Katastrophe Dabei kam keine der von Donath interviewten Frauen aus problematischen Verhältnissen. Eher das Gegenteil war der Fall, fast alle stammten aus der Mittelschicht, einige waren Alleinerziehende, andere hatten einen Partner. Bloß das mit dem Muttersein klappte irgendwie nicht.

So wie bei Tirza. »Schon in den ersten Wochen nach der Geburt empfand ich das als Katastrophe«, fasst die zweifache Mutter und mittlerweile sogar Großmutter zusammen. »Allein dieses Konzept, wenn ein Kind mich Mama ruft. Ich drehe mich um und schaue, wer damit wohl gemeint sein könnte. Bis zum heutigen Tag.«

Aussagen wie diese haben die israelische Wissenschaftlerin dazu bewogen, Mutterschaft als kulturelles und historisches Konstrukt zu bezeichnen. Zugleich warnt sie vor falschen Schlussfolgerungen oder gar einer moralischen Verurteilung der Frauen. Auch haben Tirza, Doreen & Co. ihre Kinder weder emotional vernachlässigt noch ihnen physische Gewalt angetan. Vielmehr gaben sie ihnen ein liebevolles Zuhause. »Schließlich sind sie ganz normale Frauen, die aber ihre Rolle als Mutter mit einer anderen emotionalen und kognitiven Haltung bewerten, als der gesellschaftliche Konsens es vielleicht wahrhaben will.«

Illusion Hand aufs Mutterherz, die perfekte Mama, die ständig präsent ist und rund um die Uhr nur Liebe für die Frucht ihres Schoßes empfindet, dürfte wohl sowieso eher dem Reich der Illusion angehören.
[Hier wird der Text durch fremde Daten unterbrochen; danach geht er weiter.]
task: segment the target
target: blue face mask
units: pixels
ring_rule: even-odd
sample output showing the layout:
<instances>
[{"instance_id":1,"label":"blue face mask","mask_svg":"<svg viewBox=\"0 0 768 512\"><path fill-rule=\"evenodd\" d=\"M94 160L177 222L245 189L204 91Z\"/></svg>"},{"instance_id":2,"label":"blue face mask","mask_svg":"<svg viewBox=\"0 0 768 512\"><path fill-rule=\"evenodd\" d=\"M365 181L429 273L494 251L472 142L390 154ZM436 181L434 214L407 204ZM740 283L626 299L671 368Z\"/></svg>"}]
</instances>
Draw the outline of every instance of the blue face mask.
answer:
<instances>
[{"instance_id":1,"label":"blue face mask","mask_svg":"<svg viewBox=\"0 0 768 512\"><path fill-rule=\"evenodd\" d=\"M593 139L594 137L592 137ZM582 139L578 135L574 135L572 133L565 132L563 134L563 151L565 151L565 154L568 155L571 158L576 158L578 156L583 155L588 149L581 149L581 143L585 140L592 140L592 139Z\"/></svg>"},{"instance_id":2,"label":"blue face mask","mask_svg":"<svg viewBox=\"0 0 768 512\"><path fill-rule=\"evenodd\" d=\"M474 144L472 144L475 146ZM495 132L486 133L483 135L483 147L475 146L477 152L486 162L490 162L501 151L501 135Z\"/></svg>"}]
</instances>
Das jedenfalls schreiben auch die beiden israelischen Psychologinnen Rivka Tuval‐Mashiach und Shirit Shaiowitz‐Gourman von der Bar‐Ilan‐Universität in ihrem kürzlich erschienenen Aufsatz Maternal Ambivalence and »Ideal Mothering«: Can the Two Go Together?.

Wie recht Orna Donath mit ihren Thesen offensichtlich hat und welche mitunter heftigen Reaktionen sie damit auslöste, das belegen derzeit gerade die Diskussionen im Internet, die unter dem Hashtag #regrettingmotherhood geführt werden.

Wutmütter und Gutmenschen kreuzen dort mitunter recht meinungsstark die Klingen. »Wenn ihr keinen Bock habt, Kinder zu bekommen, dann lasst das doch einfach sein«, ist dort zu lesen. »Ich dachte immer, ich wäre unnormal, weil ich ähnlich empfinde«, schreiben dagegen andere, wie die Mutter eines 15‐jährigen Sohnes, die lieber anonym bleiben will. Aber bald ist ja wieder Muttertag.